Cato: Another Fishy Regulation

All across the globe, people see the United States as a land of opportunity and dream of making their way here to work hard and enjoy the prosperity that our system of laws helps provide. Cindy Vong made that dream a reality by emigrating from Vietnam, becoming a U.S. citizen, and starting her own nail salon in Gilbert, Arizona. Thanks to a state occupational-licensing scheme, however, Ms. Vong may no longer be free to pursue her vision of happiness.

The Arizona Board of Cosmetology—yes, that’s an actual entity—got wind that Ms. Vong’s spa offered a treatment that uses small fish to exfoliate dead skin from the feet. This is a perfectly safe practice popular in East Asia and the Middle East.
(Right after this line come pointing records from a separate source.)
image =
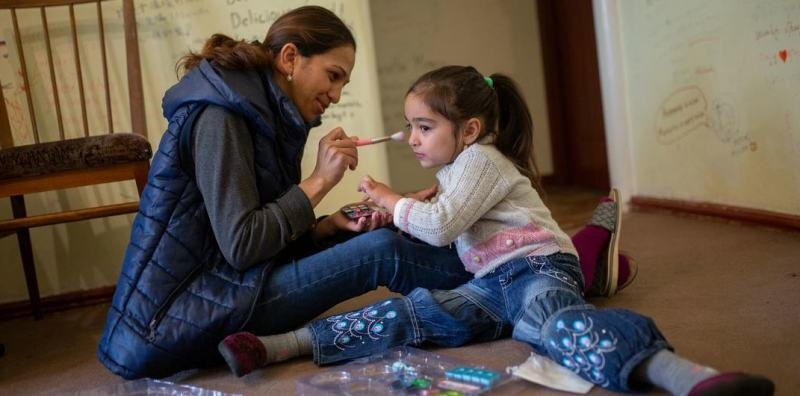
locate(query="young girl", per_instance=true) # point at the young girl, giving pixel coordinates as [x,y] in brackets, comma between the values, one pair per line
[527,277]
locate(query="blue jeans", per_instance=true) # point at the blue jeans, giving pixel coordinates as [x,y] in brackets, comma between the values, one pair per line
[537,299]
[300,288]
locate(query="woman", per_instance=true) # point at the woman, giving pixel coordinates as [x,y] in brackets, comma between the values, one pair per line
[226,239]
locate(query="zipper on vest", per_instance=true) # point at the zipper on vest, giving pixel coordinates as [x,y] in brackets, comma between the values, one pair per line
[162,310]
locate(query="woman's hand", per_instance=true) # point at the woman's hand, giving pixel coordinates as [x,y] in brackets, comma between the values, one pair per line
[336,154]
[379,193]
[337,222]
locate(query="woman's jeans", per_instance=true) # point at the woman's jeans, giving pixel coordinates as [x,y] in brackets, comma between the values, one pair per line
[298,290]
[537,299]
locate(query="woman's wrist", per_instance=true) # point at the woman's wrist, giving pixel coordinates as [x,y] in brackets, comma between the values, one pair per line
[315,189]
[324,229]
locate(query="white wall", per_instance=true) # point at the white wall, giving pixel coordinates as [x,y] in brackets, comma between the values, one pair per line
[415,36]
[705,97]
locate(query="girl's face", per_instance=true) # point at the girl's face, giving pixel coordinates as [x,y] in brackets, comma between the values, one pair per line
[431,135]
[317,81]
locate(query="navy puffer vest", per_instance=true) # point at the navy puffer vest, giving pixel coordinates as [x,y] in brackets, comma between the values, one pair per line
[177,296]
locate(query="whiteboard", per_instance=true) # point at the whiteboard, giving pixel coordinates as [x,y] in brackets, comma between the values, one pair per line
[713,96]
[88,254]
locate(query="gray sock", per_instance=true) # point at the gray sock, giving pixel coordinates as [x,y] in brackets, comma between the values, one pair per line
[289,345]
[672,372]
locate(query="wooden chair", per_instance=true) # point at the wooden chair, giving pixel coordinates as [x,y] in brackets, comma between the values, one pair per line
[63,110]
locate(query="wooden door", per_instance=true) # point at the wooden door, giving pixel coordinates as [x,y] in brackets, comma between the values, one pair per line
[573,94]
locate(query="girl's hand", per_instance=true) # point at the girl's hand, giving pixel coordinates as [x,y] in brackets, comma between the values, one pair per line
[425,194]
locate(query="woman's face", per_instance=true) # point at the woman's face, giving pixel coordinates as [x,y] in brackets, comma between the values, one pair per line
[317,81]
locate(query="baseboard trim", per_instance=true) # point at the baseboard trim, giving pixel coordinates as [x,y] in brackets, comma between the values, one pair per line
[58,303]
[748,215]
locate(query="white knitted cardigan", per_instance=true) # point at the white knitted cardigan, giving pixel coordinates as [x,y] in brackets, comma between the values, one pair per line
[488,208]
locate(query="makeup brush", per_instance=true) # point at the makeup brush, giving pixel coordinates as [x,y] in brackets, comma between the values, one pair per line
[397,136]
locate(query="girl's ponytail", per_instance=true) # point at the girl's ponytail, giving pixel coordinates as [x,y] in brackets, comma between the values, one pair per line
[515,127]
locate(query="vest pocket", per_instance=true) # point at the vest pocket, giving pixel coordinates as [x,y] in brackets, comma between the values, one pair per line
[165,306]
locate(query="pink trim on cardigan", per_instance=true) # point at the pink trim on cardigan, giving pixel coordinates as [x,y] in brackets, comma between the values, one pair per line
[509,241]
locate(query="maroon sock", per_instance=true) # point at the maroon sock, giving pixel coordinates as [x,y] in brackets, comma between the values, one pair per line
[624,269]
[590,242]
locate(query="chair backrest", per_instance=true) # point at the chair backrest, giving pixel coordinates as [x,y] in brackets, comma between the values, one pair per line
[63,55]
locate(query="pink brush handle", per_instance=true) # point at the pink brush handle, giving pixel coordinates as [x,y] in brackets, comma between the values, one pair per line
[363,142]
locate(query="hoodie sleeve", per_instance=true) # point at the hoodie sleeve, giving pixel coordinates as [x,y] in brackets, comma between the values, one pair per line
[247,232]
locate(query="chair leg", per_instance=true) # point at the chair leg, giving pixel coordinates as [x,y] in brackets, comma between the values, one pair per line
[26,253]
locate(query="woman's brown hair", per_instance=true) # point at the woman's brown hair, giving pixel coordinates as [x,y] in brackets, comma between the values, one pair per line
[313,29]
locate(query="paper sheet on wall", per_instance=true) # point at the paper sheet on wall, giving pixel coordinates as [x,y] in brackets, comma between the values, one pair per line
[544,371]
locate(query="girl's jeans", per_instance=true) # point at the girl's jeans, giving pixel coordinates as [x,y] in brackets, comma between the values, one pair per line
[304,285]
[537,298]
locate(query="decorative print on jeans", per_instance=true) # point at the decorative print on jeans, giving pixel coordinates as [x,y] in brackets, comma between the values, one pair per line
[584,348]
[364,325]
[543,266]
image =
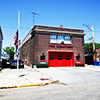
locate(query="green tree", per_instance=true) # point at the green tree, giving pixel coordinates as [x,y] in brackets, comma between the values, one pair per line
[88,47]
[10,52]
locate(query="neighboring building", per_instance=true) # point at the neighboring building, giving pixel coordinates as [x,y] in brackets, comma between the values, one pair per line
[59,45]
[1,38]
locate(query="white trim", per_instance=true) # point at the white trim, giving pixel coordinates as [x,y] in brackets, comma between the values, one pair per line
[55,31]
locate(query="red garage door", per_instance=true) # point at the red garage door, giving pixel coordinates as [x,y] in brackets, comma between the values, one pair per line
[61,59]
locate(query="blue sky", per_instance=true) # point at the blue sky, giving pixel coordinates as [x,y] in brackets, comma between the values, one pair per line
[69,13]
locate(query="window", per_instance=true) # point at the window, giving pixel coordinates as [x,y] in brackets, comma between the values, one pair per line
[53,38]
[67,38]
[60,38]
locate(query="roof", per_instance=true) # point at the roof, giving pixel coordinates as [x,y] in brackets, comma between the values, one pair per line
[49,29]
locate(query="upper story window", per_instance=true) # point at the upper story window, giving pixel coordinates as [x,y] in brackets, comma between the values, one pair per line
[60,38]
[53,38]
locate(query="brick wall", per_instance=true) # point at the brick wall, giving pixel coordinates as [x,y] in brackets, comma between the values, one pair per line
[78,47]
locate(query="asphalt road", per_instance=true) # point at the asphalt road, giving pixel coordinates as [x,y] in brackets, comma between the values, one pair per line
[75,84]
[89,91]
[74,75]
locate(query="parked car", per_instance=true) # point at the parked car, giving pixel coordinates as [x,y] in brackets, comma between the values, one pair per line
[14,64]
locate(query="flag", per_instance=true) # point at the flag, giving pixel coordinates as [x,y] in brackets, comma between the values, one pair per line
[16,41]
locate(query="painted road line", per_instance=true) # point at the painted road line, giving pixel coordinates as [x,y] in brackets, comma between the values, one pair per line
[41,84]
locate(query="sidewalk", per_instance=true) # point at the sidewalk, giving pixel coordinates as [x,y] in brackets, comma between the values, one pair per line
[20,77]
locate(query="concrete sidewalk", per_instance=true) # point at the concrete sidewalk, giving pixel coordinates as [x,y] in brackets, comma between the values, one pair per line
[20,77]
[42,76]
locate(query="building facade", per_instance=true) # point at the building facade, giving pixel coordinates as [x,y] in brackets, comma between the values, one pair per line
[60,46]
[1,38]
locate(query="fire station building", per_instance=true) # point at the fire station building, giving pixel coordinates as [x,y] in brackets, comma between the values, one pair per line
[60,46]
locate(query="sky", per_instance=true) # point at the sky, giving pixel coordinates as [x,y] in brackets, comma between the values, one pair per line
[69,13]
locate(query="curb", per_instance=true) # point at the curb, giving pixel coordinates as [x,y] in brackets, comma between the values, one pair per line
[41,84]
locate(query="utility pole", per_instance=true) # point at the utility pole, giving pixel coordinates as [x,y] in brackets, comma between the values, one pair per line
[91,29]
[18,39]
[33,13]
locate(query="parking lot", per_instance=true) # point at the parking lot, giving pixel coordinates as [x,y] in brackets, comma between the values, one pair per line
[74,75]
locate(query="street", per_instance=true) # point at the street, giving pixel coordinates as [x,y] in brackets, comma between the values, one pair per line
[78,83]
[89,91]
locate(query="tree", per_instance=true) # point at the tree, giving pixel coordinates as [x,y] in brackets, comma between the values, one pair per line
[10,52]
[89,49]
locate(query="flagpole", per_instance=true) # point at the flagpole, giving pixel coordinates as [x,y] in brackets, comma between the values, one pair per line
[18,39]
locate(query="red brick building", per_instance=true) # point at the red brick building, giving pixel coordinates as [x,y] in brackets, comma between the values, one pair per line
[61,46]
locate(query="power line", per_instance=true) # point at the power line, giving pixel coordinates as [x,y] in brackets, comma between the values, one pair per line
[15,27]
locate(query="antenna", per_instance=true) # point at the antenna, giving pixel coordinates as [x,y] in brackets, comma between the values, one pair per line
[33,13]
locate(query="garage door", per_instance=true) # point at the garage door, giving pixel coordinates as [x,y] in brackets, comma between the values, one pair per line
[61,59]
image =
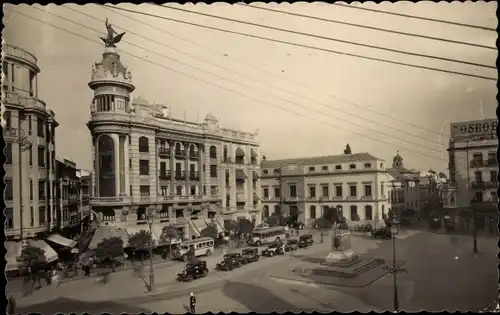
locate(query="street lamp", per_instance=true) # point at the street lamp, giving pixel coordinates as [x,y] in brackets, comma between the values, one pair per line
[151,269]
[394,269]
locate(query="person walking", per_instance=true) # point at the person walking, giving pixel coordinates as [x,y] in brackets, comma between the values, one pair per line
[192,303]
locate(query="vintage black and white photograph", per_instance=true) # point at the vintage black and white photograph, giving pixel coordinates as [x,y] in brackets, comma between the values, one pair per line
[250,157]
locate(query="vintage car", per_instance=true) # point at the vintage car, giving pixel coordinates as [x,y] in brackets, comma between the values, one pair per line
[291,244]
[384,233]
[250,255]
[305,240]
[276,248]
[229,262]
[194,269]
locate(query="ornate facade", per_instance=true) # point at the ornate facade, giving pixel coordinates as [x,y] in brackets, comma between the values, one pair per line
[145,161]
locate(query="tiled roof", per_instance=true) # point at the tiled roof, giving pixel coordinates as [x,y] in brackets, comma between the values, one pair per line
[329,159]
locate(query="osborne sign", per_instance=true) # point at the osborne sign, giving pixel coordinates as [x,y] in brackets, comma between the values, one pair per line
[474,130]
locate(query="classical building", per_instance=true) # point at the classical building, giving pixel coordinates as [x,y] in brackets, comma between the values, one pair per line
[301,188]
[473,168]
[404,187]
[145,161]
[29,133]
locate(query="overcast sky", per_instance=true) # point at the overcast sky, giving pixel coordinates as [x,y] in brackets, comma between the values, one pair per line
[410,109]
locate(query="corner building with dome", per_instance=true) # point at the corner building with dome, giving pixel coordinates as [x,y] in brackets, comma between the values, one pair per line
[187,174]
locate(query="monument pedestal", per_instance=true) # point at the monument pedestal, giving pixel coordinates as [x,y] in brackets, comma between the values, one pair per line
[341,250]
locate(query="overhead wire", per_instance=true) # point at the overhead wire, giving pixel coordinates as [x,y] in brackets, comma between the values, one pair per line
[417,17]
[229,90]
[409,53]
[307,46]
[365,26]
[266,84]
[407,123]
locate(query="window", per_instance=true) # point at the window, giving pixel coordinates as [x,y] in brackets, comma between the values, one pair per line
[8,153]
[40,128]
[213,152]
[41,190]
[368,213]
[213,171]
[312,192]
[368,190]
[8,189]
[41,157]
[276,192]
[352,191]
[338,190]
[144,190]
[324,190]
[143,145]
[143,167]
[266,193]
[9,218]
[312,212]
[41,215]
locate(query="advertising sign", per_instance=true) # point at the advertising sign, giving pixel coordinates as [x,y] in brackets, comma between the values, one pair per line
[474,130]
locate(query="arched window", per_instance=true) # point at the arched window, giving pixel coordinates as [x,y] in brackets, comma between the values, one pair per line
[213,152]
[312,212]
[8,120]
[143,145]
[368,213]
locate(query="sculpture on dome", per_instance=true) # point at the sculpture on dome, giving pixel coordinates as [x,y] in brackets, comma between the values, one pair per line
[111,39]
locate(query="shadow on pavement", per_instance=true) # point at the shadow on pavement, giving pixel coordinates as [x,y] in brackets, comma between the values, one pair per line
[257,299]
[65,305]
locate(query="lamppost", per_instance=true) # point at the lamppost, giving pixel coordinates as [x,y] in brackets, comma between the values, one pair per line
[151,269]
[394,269]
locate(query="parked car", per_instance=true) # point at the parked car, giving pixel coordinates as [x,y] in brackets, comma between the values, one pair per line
[305,240]
[229,262]
[384,233]
[194,269]
[250,255]
[276,248]
[291,244]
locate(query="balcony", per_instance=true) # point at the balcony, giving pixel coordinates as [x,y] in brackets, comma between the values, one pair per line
[194,175]
[478,184]
[164,153]
[180,154]
[180,175]
[194,155]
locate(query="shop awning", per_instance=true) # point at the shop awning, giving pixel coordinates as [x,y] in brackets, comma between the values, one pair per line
[103,232]
[240,175]
[61,240]
[50,253]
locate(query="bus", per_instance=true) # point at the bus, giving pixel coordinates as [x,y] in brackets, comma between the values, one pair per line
[203,246]
[268,235]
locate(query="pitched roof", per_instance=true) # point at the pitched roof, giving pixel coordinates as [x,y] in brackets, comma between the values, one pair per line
[329,159]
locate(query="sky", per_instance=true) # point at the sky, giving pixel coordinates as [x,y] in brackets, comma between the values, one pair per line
[302,101]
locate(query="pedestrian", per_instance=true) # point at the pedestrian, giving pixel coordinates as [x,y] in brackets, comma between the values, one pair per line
[192,303]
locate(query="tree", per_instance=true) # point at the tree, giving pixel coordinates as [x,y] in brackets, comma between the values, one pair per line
[109,249]
[168,233]
[347,149]
[32,257]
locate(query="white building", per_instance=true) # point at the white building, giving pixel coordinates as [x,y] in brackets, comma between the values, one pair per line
[473,168]
[303,187]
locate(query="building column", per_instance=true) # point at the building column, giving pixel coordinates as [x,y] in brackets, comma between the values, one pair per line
[121,163]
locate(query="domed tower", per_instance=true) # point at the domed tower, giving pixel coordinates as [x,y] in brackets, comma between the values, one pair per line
[397,161]
[112,84]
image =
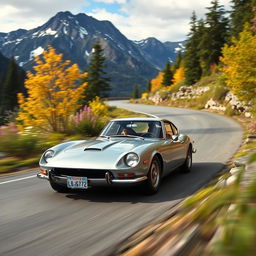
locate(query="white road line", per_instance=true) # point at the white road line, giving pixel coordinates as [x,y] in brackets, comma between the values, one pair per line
[9,181]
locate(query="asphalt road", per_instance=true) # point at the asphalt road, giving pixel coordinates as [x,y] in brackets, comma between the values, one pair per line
[34,220]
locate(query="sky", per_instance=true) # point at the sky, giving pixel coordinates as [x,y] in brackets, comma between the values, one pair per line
[166,20]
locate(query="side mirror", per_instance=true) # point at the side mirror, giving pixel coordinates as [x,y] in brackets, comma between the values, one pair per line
[182,138]
[175,137]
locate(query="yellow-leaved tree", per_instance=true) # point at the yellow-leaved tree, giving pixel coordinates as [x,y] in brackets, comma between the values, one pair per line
[239,69]
[53,93]
[179,75]
[156,82]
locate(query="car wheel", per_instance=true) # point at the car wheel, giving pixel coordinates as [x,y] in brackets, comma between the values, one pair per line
[154,177]
[187,166]
[57,187]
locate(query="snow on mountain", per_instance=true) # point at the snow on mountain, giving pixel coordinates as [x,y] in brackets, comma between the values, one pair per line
[129,62]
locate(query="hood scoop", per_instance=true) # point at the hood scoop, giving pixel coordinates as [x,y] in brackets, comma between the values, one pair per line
[100,146]
[92,149]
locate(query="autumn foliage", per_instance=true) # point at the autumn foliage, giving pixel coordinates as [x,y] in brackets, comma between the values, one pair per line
[239,61]
[52,93]
[156,83]
[179,75]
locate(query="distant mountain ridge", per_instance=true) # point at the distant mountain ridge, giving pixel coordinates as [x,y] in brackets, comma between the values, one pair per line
[129,62]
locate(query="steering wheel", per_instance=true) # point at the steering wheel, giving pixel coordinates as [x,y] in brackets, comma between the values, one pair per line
[147,135]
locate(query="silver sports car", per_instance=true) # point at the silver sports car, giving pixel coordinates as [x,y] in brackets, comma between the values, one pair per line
[128,151]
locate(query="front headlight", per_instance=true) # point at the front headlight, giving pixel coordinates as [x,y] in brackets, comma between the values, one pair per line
[48,154]
[131,159]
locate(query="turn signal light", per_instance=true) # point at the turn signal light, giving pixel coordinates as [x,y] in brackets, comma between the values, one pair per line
[125,175]
[121,175]
[43,172]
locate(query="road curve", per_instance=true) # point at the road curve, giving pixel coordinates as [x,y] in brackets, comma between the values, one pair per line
[34,220]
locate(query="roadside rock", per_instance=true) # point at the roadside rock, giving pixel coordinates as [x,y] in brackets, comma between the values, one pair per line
[212,104]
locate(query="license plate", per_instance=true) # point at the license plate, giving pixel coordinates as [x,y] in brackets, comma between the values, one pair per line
[77,182]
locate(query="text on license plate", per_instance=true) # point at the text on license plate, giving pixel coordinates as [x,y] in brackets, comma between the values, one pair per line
[77,182]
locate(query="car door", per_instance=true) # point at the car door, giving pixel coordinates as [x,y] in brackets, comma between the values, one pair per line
[180,149]
[171,148]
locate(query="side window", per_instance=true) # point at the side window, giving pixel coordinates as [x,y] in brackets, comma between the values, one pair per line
[174,129]
[168,130]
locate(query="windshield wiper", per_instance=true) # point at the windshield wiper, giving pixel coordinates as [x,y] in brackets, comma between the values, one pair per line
[104,136]
[128,135]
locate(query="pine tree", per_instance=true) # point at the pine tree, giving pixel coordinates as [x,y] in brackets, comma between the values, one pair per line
[149,85]
[98,82]
[167,74]
[135,93]
[241,13]
[12,85]
[239,61]
[191,58]
[214,36]
[177,62]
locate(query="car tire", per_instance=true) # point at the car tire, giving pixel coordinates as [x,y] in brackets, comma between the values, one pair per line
[58,188]
[187,166]
[152,183]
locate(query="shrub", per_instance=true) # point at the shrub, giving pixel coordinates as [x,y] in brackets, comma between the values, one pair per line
[252,127]
[89,128]
[86,122]
[230,111]
[19,145]
[98,107]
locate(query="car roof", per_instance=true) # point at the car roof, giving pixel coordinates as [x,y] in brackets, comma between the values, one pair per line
[138,119]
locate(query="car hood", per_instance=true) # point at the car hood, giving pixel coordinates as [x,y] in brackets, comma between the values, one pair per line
[96,154]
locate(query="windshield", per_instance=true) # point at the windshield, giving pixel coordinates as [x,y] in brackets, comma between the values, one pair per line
[146,129]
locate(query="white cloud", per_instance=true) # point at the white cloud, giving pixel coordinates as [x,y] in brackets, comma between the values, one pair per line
[167,20]
[111,1]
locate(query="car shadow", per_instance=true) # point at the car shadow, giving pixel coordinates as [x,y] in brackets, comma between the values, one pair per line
[210,130]
[175,186]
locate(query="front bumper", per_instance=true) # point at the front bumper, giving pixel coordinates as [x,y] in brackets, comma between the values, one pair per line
[62,179]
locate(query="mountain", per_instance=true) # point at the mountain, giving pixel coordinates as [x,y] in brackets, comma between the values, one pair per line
[128,62]
[3,69]
[157,53]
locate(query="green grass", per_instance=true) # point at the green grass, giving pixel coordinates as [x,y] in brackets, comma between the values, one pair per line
[10,165]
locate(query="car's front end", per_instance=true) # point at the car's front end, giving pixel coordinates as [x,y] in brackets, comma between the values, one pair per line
[103,161]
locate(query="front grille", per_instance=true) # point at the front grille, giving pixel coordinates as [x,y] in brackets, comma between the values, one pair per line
[89,173]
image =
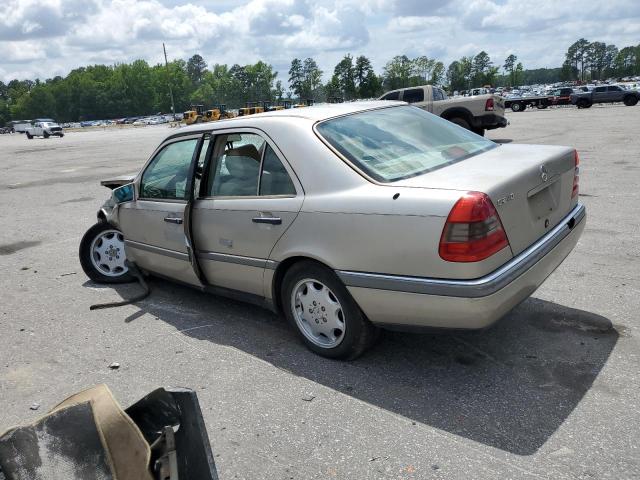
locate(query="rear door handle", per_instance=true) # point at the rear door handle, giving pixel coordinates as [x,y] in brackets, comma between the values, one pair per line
[268,220]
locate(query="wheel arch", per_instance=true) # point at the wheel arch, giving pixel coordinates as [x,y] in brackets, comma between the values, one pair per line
[458,112]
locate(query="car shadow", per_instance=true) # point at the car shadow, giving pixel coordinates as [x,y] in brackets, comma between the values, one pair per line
[510,386]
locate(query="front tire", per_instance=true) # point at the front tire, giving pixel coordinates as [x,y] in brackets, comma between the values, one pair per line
[102,255]
[323,312]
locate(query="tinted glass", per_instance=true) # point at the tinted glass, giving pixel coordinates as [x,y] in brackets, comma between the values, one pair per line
[400,142]
[414,95]
[166,175]
[275,180]
[237,167]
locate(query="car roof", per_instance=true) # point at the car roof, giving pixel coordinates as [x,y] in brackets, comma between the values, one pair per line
[316,113]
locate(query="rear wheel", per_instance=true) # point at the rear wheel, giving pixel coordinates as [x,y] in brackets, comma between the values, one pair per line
[102,254]
[583,103]
[323,312]
[461,122]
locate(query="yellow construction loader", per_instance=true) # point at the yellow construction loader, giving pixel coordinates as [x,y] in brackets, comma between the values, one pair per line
[197,114]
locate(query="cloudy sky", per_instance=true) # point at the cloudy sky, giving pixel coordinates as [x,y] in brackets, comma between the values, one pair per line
[47,38]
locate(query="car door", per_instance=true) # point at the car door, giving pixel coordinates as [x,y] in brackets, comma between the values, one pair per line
[614,93]
[248,198]
[154,223]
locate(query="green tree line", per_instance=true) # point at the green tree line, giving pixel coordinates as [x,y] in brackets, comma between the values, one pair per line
[137,88]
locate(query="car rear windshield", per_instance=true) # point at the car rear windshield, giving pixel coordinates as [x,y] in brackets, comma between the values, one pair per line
[395,143]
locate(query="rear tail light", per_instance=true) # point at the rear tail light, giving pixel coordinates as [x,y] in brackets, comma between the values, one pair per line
[473,230]
[576,176]
[488,106]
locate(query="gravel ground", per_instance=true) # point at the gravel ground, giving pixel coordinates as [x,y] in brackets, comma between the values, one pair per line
[551,391]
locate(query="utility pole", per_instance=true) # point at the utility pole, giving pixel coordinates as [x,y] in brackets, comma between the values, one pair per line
[166,63]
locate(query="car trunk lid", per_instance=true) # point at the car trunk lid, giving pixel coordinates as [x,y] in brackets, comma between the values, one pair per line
[530,186]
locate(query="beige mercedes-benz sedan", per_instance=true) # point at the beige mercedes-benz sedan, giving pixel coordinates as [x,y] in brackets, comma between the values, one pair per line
[345,218]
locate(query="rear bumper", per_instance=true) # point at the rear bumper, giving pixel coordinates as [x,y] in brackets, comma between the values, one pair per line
[431,302]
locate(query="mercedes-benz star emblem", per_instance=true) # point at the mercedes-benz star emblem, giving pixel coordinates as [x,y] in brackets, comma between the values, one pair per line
[543,173]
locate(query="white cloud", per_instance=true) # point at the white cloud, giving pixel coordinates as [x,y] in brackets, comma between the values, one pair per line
[44,39]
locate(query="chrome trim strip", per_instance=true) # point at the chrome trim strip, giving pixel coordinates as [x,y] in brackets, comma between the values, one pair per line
[158,250]
[480,287]
[238,259]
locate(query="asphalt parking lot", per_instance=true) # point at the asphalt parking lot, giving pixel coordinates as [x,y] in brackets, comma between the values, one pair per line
[551,391]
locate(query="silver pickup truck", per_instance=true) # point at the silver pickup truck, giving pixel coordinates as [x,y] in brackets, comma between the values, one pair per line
[605,94]
[477,113]
[44,129]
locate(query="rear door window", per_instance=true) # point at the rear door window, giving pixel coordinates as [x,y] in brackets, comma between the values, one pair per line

Learning that the Board intended to apply its exfoliation-instrument sterilization standards to her fish—how does one sterilize a fish?—Ms. Vong volunteered her spa as a test project until the Board was able to revise its existing rules to address this increasingly popular treatment. Without so much as bothering to evaluate whether the fish treatment is unsafe—there is no such evidence anywhere—the Board ignored her request and, summarily concluding the treatment unsafe, shut down Ms. Vong’s business. So much for “Land of the Free.”

Represented by our friends at the Goldwater Institute, Ms. Vong fought back, bringing a constitutional challenge against the Board’s action all the way to Arizona’s high court. Unfortunately, that court deferred to the Board’s “safety” concerns, finding there to be a “reasonably conceivable state of facts that could provide a rational basis” for the regulation. In other words, because a state-empowered group of Ms. Vong’s competitors offered a better-than-completely-ridiculous pretext for telling her how to run her business, the court would entertain no legal challenge.